These laws arguably cost Bowne her life. She needed the firearm to protect herself immediately, and the police didn’t even get her fingerprints after two months. As Charles Cooke at National Review concluded in his piece over this awful incident, the loving, jovial, and law-abiding Bowne was killed waiting to exercise her constitutional right to a handgun, while her convicted felon of an ex-boyfriend stabbed her, and is now roaming free somewhere evading law enforcement:
There can be few clearer illustrations of the folly of draconian firearms regulations than this. The killer was a convicted felon who had previously been found guilty of weapons offenses and aggravated assault, and who is now on the run from federal authorities. The victim was a “bubbly, well-liked,” law-abiding woman who did not want to run afoul of the government even when she sensed that her life was in danger. If “government” is just another word for the things we do together, then, frankly, we failed — and damnably. All Carol Bowne asked was that she be permitted to exercise her right to protect herself in her own home; instead, she ended up bleeding to death in her driveway, as the paper-pushers and know-it-alls decided whether they would deign to indulge her request, and her killer sped away, without fear of retaliation or injury.

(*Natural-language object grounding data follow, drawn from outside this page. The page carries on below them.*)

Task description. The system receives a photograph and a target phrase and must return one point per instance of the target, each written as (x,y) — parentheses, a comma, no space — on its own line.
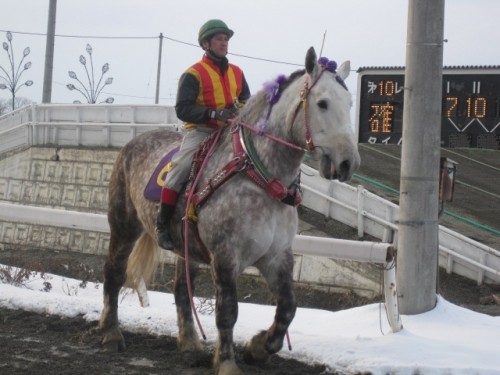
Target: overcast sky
(367,32)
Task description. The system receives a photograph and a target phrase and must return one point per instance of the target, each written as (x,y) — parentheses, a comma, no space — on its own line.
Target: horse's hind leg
(226,313)
(280,282)
(188,340)
(122,239)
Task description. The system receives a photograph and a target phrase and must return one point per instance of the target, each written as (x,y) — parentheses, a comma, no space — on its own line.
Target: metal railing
(114,126)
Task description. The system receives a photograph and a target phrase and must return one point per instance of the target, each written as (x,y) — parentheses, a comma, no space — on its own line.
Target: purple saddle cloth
(153,188)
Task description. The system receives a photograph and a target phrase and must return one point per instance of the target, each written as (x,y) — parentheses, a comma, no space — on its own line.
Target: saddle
(245,160)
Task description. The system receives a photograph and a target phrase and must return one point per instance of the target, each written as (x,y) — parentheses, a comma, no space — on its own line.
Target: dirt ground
(34,343)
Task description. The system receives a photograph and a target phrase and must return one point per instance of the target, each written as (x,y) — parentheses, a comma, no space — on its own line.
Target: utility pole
(157,97)
(418,241)
(49,53)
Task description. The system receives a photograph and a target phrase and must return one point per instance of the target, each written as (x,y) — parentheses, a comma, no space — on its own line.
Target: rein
(241,163)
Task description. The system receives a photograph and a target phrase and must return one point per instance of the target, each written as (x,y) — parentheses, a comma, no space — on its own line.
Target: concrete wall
(70,179)
(77,178)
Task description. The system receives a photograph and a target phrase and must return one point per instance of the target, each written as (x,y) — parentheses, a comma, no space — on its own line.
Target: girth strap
(241,162)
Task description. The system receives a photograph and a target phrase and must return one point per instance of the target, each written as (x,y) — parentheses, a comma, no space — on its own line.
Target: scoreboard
(470,115)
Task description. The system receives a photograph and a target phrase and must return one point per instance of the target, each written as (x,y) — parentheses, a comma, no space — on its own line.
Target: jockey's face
(218,44)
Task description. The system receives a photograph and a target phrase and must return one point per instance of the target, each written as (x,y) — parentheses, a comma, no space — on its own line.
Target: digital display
(470,114)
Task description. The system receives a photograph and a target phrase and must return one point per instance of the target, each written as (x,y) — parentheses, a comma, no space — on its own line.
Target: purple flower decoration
(329,65)
(272,88)
(261,126)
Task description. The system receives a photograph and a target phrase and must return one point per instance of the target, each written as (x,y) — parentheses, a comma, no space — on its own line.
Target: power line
(151,37)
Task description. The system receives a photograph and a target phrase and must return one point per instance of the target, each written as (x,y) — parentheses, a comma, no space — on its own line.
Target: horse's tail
(143,261)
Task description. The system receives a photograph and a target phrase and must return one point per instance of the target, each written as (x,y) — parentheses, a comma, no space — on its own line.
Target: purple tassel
(261,126)
(329,65)
(271,88)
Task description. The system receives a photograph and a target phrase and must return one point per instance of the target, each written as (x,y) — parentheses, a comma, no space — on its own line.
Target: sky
(125,34)
(448,340)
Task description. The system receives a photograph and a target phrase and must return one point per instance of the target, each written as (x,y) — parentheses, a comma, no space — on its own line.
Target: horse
(247,221)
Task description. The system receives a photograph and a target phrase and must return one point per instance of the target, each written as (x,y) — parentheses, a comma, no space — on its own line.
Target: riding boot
(167,208)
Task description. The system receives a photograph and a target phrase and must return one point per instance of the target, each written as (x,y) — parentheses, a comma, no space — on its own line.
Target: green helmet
(213,27)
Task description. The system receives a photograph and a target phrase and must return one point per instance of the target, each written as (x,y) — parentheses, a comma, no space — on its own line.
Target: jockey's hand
(221,114)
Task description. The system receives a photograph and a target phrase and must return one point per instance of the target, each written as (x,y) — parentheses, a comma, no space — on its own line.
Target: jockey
(207,97)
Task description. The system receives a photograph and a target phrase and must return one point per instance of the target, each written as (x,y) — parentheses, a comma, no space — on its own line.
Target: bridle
(304,95)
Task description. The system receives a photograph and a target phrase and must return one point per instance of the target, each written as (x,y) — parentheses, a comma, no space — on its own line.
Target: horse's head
(326,117)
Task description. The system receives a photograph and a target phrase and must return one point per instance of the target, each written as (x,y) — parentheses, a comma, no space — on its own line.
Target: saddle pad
(153,188)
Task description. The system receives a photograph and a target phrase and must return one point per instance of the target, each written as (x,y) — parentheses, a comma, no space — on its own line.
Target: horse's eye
(323,104)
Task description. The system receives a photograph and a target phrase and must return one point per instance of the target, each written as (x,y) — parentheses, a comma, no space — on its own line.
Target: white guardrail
(114,125)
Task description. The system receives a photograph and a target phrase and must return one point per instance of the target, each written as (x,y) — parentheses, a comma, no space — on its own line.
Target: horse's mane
(257,106)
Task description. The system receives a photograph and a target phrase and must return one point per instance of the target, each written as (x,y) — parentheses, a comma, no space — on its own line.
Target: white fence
(81,125)
(114,125)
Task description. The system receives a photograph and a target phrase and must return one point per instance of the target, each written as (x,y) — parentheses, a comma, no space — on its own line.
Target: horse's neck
(280,160)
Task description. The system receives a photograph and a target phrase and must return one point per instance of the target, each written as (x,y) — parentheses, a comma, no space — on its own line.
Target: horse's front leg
(114,278)
(226,314)
(280,281)
(188,340)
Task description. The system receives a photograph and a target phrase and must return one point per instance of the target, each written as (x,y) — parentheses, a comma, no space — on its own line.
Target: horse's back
(132,171)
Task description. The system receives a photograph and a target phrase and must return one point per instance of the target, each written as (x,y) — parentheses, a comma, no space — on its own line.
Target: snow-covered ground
(448,340)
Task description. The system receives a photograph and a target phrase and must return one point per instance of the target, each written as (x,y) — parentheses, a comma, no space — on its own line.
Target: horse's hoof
(196,359)
(228,368)
(255,350)
(114,346)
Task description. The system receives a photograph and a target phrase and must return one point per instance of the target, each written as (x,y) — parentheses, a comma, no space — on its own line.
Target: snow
(447,340)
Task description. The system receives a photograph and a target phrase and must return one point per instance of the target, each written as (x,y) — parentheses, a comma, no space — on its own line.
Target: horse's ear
(311,60)
(344,70)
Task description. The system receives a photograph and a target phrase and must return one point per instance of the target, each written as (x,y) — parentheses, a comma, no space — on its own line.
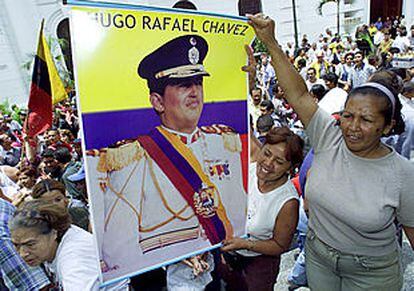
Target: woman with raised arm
(357,185)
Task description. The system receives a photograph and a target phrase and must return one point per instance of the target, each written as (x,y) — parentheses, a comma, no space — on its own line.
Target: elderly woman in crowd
(357,186)
(42,233)
(272,210)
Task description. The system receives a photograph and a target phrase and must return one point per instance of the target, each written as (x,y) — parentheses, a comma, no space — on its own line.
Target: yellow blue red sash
(185,172)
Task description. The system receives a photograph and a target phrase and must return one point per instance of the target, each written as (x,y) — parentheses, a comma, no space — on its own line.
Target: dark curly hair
(42,216)
(47,185)
(294,144)
(394,83)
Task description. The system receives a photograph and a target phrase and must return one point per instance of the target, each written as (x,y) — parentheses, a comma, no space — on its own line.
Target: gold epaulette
(230,137)
(116,158)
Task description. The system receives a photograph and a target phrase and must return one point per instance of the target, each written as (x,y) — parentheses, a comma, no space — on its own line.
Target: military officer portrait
(178,189)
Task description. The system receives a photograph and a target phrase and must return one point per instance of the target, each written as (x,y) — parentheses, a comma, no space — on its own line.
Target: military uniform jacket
(141,218)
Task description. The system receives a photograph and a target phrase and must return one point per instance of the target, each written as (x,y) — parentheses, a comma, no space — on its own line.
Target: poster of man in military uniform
(165,126)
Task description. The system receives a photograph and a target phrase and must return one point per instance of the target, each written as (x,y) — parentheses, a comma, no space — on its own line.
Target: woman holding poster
(357,186)
(272,214)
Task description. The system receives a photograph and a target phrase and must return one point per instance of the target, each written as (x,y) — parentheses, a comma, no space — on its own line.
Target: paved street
(408,266)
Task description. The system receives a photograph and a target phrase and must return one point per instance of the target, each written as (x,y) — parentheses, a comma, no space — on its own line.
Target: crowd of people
(339,102)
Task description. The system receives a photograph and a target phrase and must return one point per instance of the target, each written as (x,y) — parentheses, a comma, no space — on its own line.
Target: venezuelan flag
(46,89)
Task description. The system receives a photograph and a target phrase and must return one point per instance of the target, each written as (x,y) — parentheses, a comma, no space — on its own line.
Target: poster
(163,103)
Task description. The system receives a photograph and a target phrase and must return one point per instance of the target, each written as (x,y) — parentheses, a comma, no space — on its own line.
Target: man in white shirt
(312,80)
(334,100)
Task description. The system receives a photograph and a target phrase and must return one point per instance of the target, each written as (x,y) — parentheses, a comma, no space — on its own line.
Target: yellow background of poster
(111,54)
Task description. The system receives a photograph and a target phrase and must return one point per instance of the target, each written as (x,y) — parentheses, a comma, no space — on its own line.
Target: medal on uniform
(206,201)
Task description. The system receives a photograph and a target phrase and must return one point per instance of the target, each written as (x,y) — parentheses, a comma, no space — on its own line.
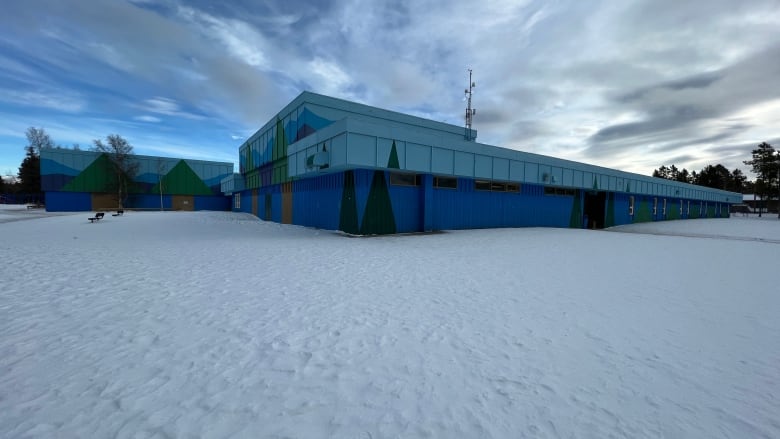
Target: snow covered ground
(216,325)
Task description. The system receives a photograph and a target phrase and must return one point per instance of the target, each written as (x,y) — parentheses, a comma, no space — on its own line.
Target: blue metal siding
(316,201)
(212,203)
(68,201)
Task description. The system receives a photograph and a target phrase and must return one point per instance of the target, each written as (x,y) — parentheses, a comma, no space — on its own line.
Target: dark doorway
(595,203)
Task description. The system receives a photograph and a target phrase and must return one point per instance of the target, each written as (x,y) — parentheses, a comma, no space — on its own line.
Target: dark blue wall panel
(213,203)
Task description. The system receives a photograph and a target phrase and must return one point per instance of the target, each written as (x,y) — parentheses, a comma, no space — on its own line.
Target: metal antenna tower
(470,112)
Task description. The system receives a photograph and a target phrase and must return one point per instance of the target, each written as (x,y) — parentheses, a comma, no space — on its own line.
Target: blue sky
(630,85)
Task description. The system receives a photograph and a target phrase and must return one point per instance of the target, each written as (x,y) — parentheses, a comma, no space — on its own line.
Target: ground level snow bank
(220,325)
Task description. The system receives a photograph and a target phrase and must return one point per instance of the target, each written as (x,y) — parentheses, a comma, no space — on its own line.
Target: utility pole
(470,112)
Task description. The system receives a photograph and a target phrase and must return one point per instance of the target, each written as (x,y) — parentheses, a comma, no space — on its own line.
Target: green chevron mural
(94,178)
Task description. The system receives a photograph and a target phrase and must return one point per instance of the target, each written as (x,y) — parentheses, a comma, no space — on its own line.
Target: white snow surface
(219,325)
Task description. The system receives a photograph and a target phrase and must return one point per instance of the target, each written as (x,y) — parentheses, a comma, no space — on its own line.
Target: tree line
(28,180)
(765,163)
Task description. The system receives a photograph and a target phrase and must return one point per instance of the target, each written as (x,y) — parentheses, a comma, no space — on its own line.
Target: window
(495,186)
(481,185)
(445,182)
(559,191)
(404,179)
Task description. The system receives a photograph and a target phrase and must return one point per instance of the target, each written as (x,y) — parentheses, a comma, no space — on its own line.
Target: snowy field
(218,325)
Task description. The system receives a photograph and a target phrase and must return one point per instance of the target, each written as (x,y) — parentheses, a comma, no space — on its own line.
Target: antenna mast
(470,112)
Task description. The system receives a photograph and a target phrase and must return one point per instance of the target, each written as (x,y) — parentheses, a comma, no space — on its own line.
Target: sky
(629,85)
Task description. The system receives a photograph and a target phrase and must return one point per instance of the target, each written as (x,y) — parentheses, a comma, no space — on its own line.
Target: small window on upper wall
(481,185)
(404,179)
(445,182)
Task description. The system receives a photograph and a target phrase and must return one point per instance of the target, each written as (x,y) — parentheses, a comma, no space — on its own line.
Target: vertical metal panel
(442,161)
(463,164)
(500,168)
(483,166)
(531,173)
(418,157)
(338,150)
(516,170)
(361,150)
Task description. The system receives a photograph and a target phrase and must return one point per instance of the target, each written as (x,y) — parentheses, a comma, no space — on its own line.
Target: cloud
(147,118)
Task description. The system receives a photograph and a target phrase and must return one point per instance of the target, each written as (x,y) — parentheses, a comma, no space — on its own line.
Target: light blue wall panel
(531,172)
(442,161)
(338,150)
(483,166)
(361,150)
(516,170)
(464,163)
(500,169)
(568,177)
(418,157)
(556,174)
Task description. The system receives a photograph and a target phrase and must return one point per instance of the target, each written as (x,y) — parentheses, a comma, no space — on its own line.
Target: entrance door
(595,203)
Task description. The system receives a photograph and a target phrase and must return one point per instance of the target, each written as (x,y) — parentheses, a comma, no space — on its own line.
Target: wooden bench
(98,216)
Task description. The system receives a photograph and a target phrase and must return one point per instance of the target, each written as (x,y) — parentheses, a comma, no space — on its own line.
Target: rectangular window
(445,183)
(481,185)
(559,191)
(404,179)
(497,187)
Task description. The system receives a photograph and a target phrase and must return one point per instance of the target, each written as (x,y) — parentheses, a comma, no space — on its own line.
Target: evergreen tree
(123,167)
(765,165)
(30,169)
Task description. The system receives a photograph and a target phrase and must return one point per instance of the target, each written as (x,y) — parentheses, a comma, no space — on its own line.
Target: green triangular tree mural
(348,214)
(378,218)
(94,178)
(575,222)
(392,162)
(182,180)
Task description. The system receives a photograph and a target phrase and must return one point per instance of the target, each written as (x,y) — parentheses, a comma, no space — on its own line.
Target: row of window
(702,206)
(564,192)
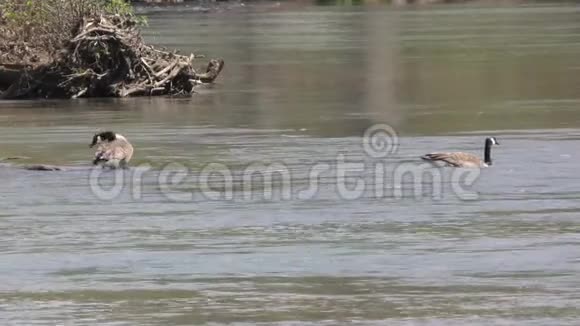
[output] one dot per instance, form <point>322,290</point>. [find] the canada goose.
<point>113,150</point>
<point>464,160</point>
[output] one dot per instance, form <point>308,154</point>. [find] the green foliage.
<point>48,23</point>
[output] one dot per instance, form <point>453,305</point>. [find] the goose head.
<point>106,136</point>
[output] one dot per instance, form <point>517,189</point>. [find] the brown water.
<point>301,85</point>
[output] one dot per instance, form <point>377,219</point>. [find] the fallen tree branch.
<point>107,57</point>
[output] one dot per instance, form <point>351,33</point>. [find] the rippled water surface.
<point>178,245</point>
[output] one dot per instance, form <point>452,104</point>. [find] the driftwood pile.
<point>108,58</point>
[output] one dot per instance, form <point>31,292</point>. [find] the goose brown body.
<point>464,160</point>
<point>113,150</point>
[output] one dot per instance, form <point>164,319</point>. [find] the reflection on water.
<point>300,87</point>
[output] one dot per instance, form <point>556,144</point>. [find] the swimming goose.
<point>113,150</point>
<point>464,160</point>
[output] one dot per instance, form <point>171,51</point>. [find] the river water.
<point>189,240</point>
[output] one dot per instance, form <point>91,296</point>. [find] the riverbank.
<point>95,52</point>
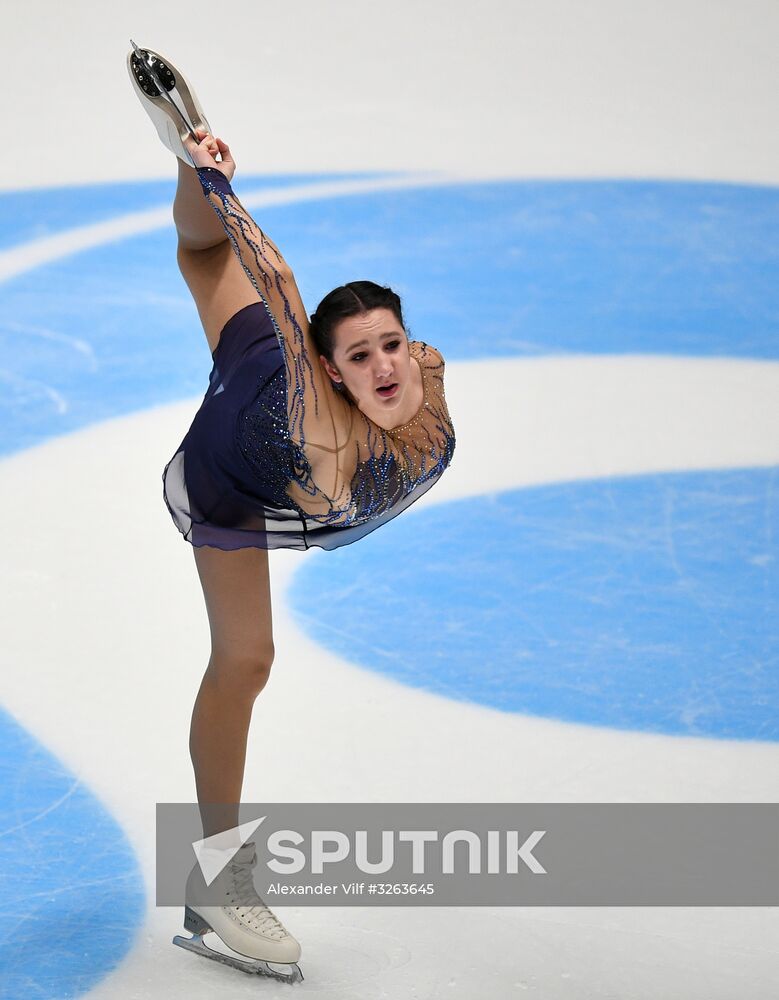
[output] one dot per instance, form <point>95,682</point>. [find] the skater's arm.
<point>197,226</point>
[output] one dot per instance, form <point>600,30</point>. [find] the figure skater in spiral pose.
<point>312,432</point>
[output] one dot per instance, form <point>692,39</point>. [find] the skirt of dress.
<point>225,485</point>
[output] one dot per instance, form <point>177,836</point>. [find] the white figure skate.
<point>167,98</point>
<point>244,923</point>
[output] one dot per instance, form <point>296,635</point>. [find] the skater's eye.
<point>393,346</point>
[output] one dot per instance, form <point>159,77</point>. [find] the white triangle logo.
<point>213,853</point>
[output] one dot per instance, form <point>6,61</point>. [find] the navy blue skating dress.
<point>275,457</point>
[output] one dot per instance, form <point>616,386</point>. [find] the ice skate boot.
<point>241,920</point>
<point>167,98</point>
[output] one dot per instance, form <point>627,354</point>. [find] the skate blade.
<point>252,966</point>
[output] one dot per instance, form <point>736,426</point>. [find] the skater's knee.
<point>246,671</point>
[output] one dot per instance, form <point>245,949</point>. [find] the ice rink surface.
<point>578,204</point>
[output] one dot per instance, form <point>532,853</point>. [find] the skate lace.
<point>259,914</point>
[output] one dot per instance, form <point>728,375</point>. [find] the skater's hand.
<point>205,152</point>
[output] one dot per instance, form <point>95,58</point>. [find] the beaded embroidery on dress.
<point>317,470</point>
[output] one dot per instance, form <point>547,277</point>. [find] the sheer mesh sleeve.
<point>344,469</point>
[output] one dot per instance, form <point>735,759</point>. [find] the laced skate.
<point>242,921</point>
<point>167,98</point>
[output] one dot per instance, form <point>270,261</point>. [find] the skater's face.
<point>370,351</point>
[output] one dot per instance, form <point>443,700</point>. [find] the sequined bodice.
<point>325,457</point>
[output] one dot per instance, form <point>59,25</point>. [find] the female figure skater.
<point>311,433</point>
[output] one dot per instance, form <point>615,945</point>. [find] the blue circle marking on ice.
<point>73,894</point>
<point>641,602</point>
<point>501,269</point>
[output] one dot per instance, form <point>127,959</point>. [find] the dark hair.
<point>349,300</point>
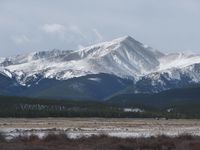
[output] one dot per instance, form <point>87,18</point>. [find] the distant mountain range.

Is that justice? Is that sane? Is that how gun control is supposed to work? Obviously, gun control advocates don’t (hopefully they don’t) want innocent lives to be lost (even though they use them as campaign fodder), but this is usually the byproduct of their policies; the innocent, law-abiding suffer, while the criminals roam free, inflicting violence on the rest of us.
The Courier Post reported that Eitel plead guilty to a weapons charge in 2008 that stemmed from his 2006 indictment on aggravated assault. He was given a five-year sentence for that offense.